The problem of transient protein-organelle interactions within the secretory pathway can be addressed by GFP-tagging and subcellular localization in living cells. Light-microscopy of cells expressing GFP-tagged markers provides excellent resolution and sensitivity, and can, in principle, monitor even very transient localizations lasting only seconds. Many examples of functionally significant transient interactions in the secretory pathway are known (see, for example, [17-19]). Indeed, proteins shown to interact with components of the secretory pathway in those experiments (p150glued [17], γ-BAR [18], and the PICTAIRE kinases [19]) were not found by Gilchrist et al. [13] to be associated with any of their fractions. This shows that approaches that can also reveal transient interactions with membranes of the secretory pathway are essential if the secretome is to be completely defined.
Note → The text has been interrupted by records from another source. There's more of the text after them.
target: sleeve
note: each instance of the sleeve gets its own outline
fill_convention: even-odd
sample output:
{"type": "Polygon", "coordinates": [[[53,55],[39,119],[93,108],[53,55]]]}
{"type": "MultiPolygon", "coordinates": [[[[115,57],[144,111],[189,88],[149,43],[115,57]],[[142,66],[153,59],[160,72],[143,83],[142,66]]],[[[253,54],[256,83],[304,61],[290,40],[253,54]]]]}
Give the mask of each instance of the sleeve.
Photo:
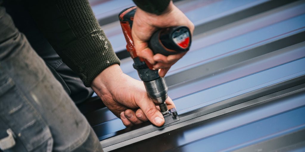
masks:
{"type": "Polygon", "coordinates": [[[167,8],[170,0],[133,0],[137,6],[145,12],[160,15],[167,8]]]}
{"type": "Polygon", "coordinates": [[[104,69],[120,64],[87,0],[26,2],[52,47],[86,86],[104,69]]]}

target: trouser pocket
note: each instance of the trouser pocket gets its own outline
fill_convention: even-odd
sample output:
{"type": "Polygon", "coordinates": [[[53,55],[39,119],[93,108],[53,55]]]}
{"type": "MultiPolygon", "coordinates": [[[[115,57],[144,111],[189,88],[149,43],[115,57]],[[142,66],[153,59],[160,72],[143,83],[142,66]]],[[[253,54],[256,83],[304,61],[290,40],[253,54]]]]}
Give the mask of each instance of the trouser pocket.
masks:
{"type": "Polygon", "coordinates": [[[0,123],[2,137],[9,129],[15,136],[15,145],[4,151],[52,151],[53,140],[49,127],[13,79],[1,69],[0,123]]]}

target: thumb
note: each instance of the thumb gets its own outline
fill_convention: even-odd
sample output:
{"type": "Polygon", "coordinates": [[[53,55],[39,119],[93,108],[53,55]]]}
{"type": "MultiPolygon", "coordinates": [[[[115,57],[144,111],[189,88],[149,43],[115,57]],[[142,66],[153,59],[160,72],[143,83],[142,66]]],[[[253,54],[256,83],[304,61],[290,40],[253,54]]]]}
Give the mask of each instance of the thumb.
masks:
{"type": "Polygon", "coordinates": [[[157,109],[152,101],[147,100],[140,102],[138,105],[150,122],[157,126],[162,126],[164,122],[163,116],[157,109]]]}

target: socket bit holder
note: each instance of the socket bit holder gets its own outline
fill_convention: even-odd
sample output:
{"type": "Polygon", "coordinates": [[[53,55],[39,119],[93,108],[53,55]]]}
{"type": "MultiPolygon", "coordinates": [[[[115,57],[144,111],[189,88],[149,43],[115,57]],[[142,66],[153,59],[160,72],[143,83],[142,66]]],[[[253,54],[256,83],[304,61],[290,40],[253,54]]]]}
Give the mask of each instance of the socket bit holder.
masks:
{"type": "Polygon", "coordinates": [[[163,115],[163,117],[165,120],[163,126],[180,120],[179,116],[175,108],[169,110],[167,113],[163,115]]]}

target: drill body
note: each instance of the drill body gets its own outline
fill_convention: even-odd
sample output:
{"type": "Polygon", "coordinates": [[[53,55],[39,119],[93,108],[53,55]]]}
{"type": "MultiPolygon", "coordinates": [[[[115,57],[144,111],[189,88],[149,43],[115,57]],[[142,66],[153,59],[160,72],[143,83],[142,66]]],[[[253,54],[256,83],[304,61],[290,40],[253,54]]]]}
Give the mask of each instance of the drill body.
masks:
{"type": "Polygon", "coordinates": [[[160,77],[158,70],[152,69],[152,65],[149,62],[138,56],[134,45],[131,29],[135,8],[134,7],[125,9],[119,15],[127,43],[126,49],[133,60],[133,67],[137,70],[139,76],[144,82],[148,95],[155,103],[160,105],[161,113],[164,114],[168,111],[165,102],[167,98],[168,90],[165,80],[164,78],[160,77]]]}
{"type": "MultiPolygon", "coordinates": [[[[158,71],[153,69],[152,65],[149,62],[138,56],[135,48],[131,28],[136,9],[135,6],[126,9],[119,15],[127,42],[126,48],[133,60],[134,68],[143,81],[147,94],[159,105],[162,114],[166,115],[168,113],[165,102],[167,98],[168,88],[165,79],[160,77],[158,71]]],[[[191,42],[190,33],[189,29],[185,26],[160,29],[152,34],[148,42],[149,47],[154,54],[166,56],[188,51],[191,42]]]]}

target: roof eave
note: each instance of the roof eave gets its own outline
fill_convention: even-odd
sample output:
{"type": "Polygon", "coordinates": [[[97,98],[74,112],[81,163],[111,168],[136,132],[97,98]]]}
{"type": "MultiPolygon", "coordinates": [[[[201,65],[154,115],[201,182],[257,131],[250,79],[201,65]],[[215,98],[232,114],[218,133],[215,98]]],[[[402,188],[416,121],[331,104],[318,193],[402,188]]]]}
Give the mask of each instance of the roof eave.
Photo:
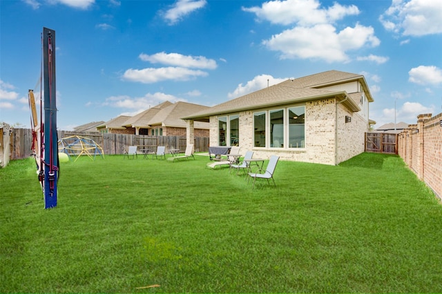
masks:
{"type": "Polygon", "coordinates": [[[331,93],[320,94],[320,95],[314,95],[314,96],[308,96],[308,97],[304,97],[295,98],[293,99],[284,101],[283,103],[282,103],[282,101],[280,101],[269,102],[266,104],[255,105],[253,107],[241,107],[238,108],[231,108],[230,110],[225,110],[222,111],[214,111],[212,112],[202,113],[201,115],[198,116],[191,115],[188,117],[182,117],[181,119],[184,120],[193,119],[193,120],[200,121],[200,119],[209,119],[211,116],[222,115],[224,113],[250,110],[251,109],[264,108],[267,107],[276,106],[281,104],[290,104],[291,103],[299,103],[299,102],[305,102],[307,101],[312,101],[312,100],[319,100],[324,98],[336,98],[339,101],[343,101],[343,103],[344,104],[344,105],[348,107],[348,108],[350,109],[353,112],[361,111],[361,108],[359,108],[359,106],[358,106],[353,101],[353,100],[352,100],[348,97],[347,92],[339,91],[339,92],[334,92],[331,93]]]}

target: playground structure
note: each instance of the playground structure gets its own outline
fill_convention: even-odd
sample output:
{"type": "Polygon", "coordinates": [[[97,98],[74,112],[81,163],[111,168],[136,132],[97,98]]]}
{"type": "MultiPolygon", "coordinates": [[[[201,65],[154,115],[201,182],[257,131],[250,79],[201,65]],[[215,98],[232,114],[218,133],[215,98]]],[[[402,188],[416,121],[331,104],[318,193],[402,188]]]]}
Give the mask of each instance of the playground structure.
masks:
{"type": "Polygon", "coordinates": [[[87,155],[92,160],[95,160],[97,155],[104,158],[103,148],[94,140],[76,135],[59,139],[58,152],[67,154],[69,160],[71,157],[76,157],[74,162],[81,155],[87,155]]]}

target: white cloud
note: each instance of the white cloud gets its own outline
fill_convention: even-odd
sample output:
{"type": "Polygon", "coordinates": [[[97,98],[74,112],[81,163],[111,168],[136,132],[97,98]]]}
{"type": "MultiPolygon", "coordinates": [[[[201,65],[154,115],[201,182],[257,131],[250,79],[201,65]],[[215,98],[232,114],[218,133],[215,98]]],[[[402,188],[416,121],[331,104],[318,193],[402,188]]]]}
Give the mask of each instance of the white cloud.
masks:
{"type": "Polygon", "coordinates": [[[0,102],[1,109],[14,109],[14,105],[10,102],[0,102]]]}
{"type": "Polygon", "coordinates": [[[281,59],[320,59],[334,62],[348,61],[348,50],[377,46],[380,41],[374,36],[373,28],[358,23],[338,33],[329,24],[296,27],[262,43],[270,50],[280,51],[281,59]]]}
{"type": "Polygon", "coordinates": [[[374,61],[378,64],[382,64],[382,63],[385,63],[388,61],[388,57],[385,57],[383,56],[373,55],[372,54],[371,54],[368,56],[358,57],[357,57],[356,60],[359,61],[374,61]]]}
{"type": "Polygon", "coordinates": [[[201,96],[201,92],[200,92],[198,90],[193,90],[193,91],[187,92],[186,95],[187,96],[195,97],[201,96]]]}
{"type": "Polygon", "coordinates": [[[402,93],[399,91],[393,91],[390,93],[390,96],[396,99],[403,99],[405,98],[410,98],[411,97],[411,94],[410,93],[402,93]]]}
{"type": "Polygon", "coordinates": [[[140,59],[152,63],[162,63],[167,66],[184,68],[195,68],[213,70],[216,68],[216,61],[204,56],[182,55],[179,53],[166,53],[161,52],[152,55],[142,53],[140,59]]]}
{"type": "Polygon", "coordinates": [[[376,117],[376,121],[378,122],[376,126],[381,126],[383,124],[394,121],[396,113],[396,121],[404,121],[408,124],[416,124],[417,116],[423,113],[434,113],[435,108],[434,106],[430,107],[424,106],[419,102],[405,102],[402,106],[397,104],[396,111],[394,108],[384,108],[382,110],[382,115],[376,117]]]}
{"type": "Polygon", "coordinates": [[[273,86],[287,80],[289,78],[278,79],[269,75],[260,75],[249,81],[245,85],[240,84],[233,92],[227,94],[229,99],[236,98],[258,90],[263,89],[269,86],[273,86]]]}
{"type": "Polygon", "coordinates": [[[88,9],[95,3],[95,0],[51,0],[51,2],[59,3],[74,8],[88,9]]]}
{"type": "Polygon", "coordinates": [[[110,26],[108,23],[99,23],[97,26],[95,26],[95,28],[102,29],[103,30],[107,30],[115,28],[113,26],[110,26]]]}
{"type": "Polygon", "coordinates": [[[442,84],[442,70],[436,66],[419,66],[408,72],[408,81],[420,85],[442,84]]]}
{"type": "MultiPolygon", "coordinates": [[[[153,94],[147,93],[141,97],[133,98],[126,95],[112,96],[106,99],[104,105],[119,108],[136,109],[135,112],[140,112],[166,101],[186,100],[173,95],[157,92],[153,94]]],[[[133,114],[131,114],[131,115],[133,115],[133,114]]]]}
{"type": "Polygon", "coordinates": [[[23,0],[24,3],[29,5],[32,9],[39,9],[41,4],[37,0],[23,0]]]}
{"type": "Polygon", "coordinates": [[[194,70],[180,67],[160,68],[130,68],[123,75],[123,79],[144,84],[153,84],[165,80],[188,81],[197,77],[206,77],[208,73],[202,70],[194,70]]]}
{"type": "Polygon", "coordinates": [[[272,23],[313,26],[342,19],[347,15],[357,15],[359,10],[354,5],[343,6],[335,2],[333,6],[322,8],[317,0],[270,1],[261,7],[242,8],[243,11],[254,13],[258,20],[272,23]]]}
{"type": "Polygon", "coordinates": [[[178,0],[164,12],[163,17],[170,25],[180,21],[184,17],[206,6],[206,0],[178,0]]]}
{"type": "Polygon", "coordinates": [[[419,102],[405,102],[399,110],[399,115],[401,117],[407,117],[407,119],[416,120],[419,115],[432,113],[434,111],[434,106],[426,107],[419,102]]]}
{"type": "Polygon", "coordinates": [[[19,93],[12,91],[14,88],[14,86],[0,79],[0,100],[15,100],[19,93]]]}
{"type": "Polygon", "coordinates": [[[387,30],[404,36],[442,33],[441,0],[394,0],[379,17],[387,30]]]}
{"type": "Polygon", "coordinates": [[[381,92],[381,87],[378,85],[373,85],[370,86],[370,92],[372,92],[372,94],[378,93],[379,92],[381,92]]]}
{"type": "Polygon", "coordinates": [[[407,39],[406,40],[401,41],[401,43],[399,43],[399,45],[402,46],[402,45],[407,44],[409,43],[410,43],[410,39],[407,39]]]}
{"type": "MultiPolygon", "coordinates": [[[[39,9],[41,6],[41,1],[38,1],[37,0],[23,1],[31,6],[32,9],[39,9]]],[[[110,1],[111,3],[116,3],[116,1],[113,0],[110,1]]],[[[77,9],[88,9],[95,3],[95,0],[46,0],[44,2],[52,5],[63,4],[77,9]]]]}

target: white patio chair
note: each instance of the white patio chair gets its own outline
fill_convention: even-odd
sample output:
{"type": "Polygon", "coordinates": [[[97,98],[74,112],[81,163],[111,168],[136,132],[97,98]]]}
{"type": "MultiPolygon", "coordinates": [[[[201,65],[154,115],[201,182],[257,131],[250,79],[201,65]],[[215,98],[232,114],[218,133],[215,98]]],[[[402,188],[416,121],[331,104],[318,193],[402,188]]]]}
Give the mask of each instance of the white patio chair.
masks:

Having defined the essential secretome components, the next step will be to go beyond basic localization studies and map these proteins to the organelles in which they function. Live-cell imaging of GFP-tagged proteins can provide sufficient spatial and temporal resolution but is, unfortunately, still limited in throughput (reviewed in [20]). Although simple cellular morphological changes can be monitored by time-lapse microscopy in a high-throughput manner [21], and sophisticated image-analysis technologies have become available to accurately determine subcellular localization (reviewed in [22]), large-scale quantitative mapping of the GFP-tagged proteins to specific organelles is still not possible, as it requires the acquisition of image data in three dimensions, which is a slow process.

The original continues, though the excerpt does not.